Anyway...happy things...
I organized my closet.

:)
Night
dianadragonfly: (Default)
I remember the end of Marvin's room. Diane Keaton's character has spent her life taking care of her dad, who is bedridden, and a crazy great aunt. She has also just gotten the news that her own cancer is incurable, despite having her sister and nephews typed for bone marrow transplants. The two sisters are sitting in the room of the father, I think, amusing him with a mirror reflecting light on the walls. (I think -- it's been a long time). Diane Keaton's character says "I am so lucky to have had so much love in my life." The sister, wanting to be reassuring, says something like "Oh yes, Dad and Aunt whoever love you very much." It's obvious that the dad isn't even sure she's around.

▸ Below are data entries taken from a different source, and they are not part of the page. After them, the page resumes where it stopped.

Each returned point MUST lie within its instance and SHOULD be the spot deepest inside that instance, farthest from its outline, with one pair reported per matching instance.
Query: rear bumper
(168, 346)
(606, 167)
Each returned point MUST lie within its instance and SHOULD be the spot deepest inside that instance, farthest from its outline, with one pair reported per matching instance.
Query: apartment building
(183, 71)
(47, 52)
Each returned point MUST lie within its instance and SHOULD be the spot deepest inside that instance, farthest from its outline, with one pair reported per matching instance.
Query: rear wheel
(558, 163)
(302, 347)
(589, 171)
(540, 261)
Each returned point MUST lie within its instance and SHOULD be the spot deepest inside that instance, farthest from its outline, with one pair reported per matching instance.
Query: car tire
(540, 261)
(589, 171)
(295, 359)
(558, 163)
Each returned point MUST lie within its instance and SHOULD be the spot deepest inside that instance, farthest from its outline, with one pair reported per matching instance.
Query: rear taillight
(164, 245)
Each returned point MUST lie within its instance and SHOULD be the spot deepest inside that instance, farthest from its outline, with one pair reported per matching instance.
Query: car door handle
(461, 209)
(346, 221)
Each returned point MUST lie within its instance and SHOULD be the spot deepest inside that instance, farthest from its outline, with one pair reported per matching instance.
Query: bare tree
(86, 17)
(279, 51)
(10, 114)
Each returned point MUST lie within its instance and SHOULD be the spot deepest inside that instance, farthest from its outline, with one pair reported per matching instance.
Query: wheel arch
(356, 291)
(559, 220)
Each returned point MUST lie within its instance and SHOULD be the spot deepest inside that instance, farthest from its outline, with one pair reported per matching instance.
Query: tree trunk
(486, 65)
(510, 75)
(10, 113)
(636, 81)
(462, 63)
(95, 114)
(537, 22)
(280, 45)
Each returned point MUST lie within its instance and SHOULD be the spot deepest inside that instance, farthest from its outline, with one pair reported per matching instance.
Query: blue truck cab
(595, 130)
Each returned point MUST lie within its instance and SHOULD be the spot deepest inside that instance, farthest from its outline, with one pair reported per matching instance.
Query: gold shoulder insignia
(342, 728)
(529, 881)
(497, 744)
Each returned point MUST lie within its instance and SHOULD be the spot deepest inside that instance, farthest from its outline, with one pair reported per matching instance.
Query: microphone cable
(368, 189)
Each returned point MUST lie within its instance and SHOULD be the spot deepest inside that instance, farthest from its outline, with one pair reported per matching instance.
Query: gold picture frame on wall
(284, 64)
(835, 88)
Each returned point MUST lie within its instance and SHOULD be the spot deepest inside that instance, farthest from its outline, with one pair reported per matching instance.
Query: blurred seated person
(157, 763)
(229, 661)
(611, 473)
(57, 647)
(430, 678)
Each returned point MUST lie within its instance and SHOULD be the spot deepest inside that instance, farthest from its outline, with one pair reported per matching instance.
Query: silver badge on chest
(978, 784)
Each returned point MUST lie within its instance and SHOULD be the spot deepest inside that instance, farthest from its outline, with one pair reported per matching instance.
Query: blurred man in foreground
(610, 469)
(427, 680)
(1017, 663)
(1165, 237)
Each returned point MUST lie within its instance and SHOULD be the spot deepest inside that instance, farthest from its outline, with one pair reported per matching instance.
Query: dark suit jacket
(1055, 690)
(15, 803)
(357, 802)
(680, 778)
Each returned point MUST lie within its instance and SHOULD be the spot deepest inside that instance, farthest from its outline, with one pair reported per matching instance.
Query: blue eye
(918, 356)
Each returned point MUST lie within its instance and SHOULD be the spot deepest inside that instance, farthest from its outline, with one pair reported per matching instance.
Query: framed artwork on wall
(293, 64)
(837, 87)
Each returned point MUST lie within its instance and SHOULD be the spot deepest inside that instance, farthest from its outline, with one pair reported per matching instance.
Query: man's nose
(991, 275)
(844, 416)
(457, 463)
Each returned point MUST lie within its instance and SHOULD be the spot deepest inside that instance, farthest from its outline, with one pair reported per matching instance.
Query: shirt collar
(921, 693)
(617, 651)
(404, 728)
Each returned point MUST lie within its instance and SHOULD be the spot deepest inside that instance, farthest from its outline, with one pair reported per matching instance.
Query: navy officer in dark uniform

Diane Keaton's character says," No, it's not that they've loved me. It's that I love them."

At the time, I thought that was sappy.

But I think of that a lot. For those of us who spend our lives loving people who might or might not be able to love us back, or they can't give us any of the "perks" that you're supposed to get from a relationship, who have that emotional investment and aren't able to ever have that translate into any sort of real-world ability to have any input, who have to just bite our lip and bear it when the parents decide a group home is best, or when we have to move on, or when a kid gets transfered, or when a parent or school or guardian or teacher or administrator makes a decision we know is wrong... we just have to love and let go. It's not like 20 years from now, a kid is going to give a speech and say "I remember that Miss Lesley helped me do this..." My kids, for the most part, don't speak. And I get embarrassed when other people note things, as if that the child with autism, or cerebral palsy, or Lanudu-Klneffner, or Angelman Syndrome, or Down's Syndrome, or whatever is so different, is so outside the human race that to love and to teach is somehow only an extraordinary achievement that only someone like me can achieve.

But I get my heart broken over and over -- sometimes through my failings, sometimes through the system. I go visit Kayla and my heart just wants to explode on the drive home. I want to be there so badly, I want to set things up so that she's loved and cared for in the way she deserves. I want everything for all of them and know that I can't do it. So all I can do is love -- even if that means not letting my 12 year old hug me all the time because it's not appropriate and all I want to do it hug him. Let go of my "wild-child" who was too violent for me to take care of her, though I think about her everyday. Go visit my 5-year-old and try to remember that I'm not going to be part of his life forever, so I need to train everyone around him on how to use his communication system. Remember how the 7 year old "got it" -- learned how to use his augmentative system to ask for things, and then moved and I'll never see him again. NOT let my 20 year old get so attached -- she gets wrapped up in her caregivers and that scares them off. She needs friends -- not paid friends. She has friends. Her caregivers need to respect that, and not bask in the affection and praise she so freely offers, and instead take her to visit her friends.

*sigh*
Anyway, I think of [livejournal.com profile] paperflowers a lot. She knows this too and it also turns around and kicks her in the teeth all the time. The people she loves are at the end of their lives. They forget who she is, forget who they are, stop talking, have strokes, die. That's a kind of hard love that most people don't have. And it leaves her with a lot of people that have left her, and it leaves her alone.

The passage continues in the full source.